Du côté romand, on ne veut pas être en reste. Une grève des élèves est donc prévue vendredi 18  pour protester contre l’inaction de Berne face à l’urgence climatique. Une grève que le DIP ne soutient pas officiellement, mais qu’il tolère «officieusement»: les élèves grévistes seront notés «absents non excusés» mais il est demandé aux professeurs de ne pas les pénaliser par une note sanction de 1, comme le prévoit le règlement, en cas de travail évalué.
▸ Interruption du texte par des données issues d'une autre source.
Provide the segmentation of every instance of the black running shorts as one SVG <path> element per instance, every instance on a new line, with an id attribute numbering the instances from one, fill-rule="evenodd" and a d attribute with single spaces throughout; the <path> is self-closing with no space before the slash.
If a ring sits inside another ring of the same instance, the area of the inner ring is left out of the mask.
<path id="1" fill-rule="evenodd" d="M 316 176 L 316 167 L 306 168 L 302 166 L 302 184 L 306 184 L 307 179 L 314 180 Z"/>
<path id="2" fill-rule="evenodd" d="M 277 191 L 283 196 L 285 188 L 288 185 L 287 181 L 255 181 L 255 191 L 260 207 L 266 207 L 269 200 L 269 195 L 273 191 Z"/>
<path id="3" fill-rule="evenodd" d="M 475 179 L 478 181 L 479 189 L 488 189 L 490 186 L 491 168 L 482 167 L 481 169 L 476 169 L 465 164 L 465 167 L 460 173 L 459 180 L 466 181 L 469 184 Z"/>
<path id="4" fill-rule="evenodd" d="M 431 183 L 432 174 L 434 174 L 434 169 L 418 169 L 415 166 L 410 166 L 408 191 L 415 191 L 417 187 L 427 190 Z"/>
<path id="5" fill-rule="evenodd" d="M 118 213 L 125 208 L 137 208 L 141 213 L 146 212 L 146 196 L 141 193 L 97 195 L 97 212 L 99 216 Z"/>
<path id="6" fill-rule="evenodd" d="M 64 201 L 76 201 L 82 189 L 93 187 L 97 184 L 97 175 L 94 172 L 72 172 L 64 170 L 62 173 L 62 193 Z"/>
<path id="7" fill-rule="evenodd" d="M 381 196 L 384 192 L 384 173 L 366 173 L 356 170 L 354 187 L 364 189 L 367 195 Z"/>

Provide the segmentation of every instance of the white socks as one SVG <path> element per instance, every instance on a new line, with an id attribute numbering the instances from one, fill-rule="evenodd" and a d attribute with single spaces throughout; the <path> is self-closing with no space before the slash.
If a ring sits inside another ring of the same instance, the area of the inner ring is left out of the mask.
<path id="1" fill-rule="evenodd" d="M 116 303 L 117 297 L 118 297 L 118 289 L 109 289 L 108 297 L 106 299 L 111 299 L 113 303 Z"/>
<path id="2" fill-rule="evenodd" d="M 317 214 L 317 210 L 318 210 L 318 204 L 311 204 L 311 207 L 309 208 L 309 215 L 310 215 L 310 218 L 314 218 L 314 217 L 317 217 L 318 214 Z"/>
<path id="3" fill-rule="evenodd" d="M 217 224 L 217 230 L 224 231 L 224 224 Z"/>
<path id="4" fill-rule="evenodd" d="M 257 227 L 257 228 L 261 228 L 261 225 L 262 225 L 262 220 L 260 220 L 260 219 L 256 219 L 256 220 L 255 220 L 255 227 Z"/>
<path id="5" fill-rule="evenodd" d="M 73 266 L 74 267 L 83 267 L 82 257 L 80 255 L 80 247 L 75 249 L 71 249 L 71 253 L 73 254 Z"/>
On ne peut que se féliciter d’un tel engagement citoyen de la part d’une jeunesse que l’on aurait pu croire dépolitisée, cantonnée dans un monde virtuel ou animée par son seul moi triomphant. Je me demande toutefois si on lui a bien expliqué les enjeux de ses revendications. Pour commencer, est-ce Berne qui devrait en faire plus dans sa politique climatique, ou la jeunesse qui pourrait en faire moins dans son propre mode de vie? Car si notre avenir est à ce point apocalyptique - comme on ne cesse de nous le rappeler à chaque fois qu'il faut lever une taxe -, il faudra bien, par exemple, se résoudre à:

Adieu, Google, courriers électroniques, week-end à Barcelone, réseaux sociaux, bouilloires, grille-pain, micro-onde…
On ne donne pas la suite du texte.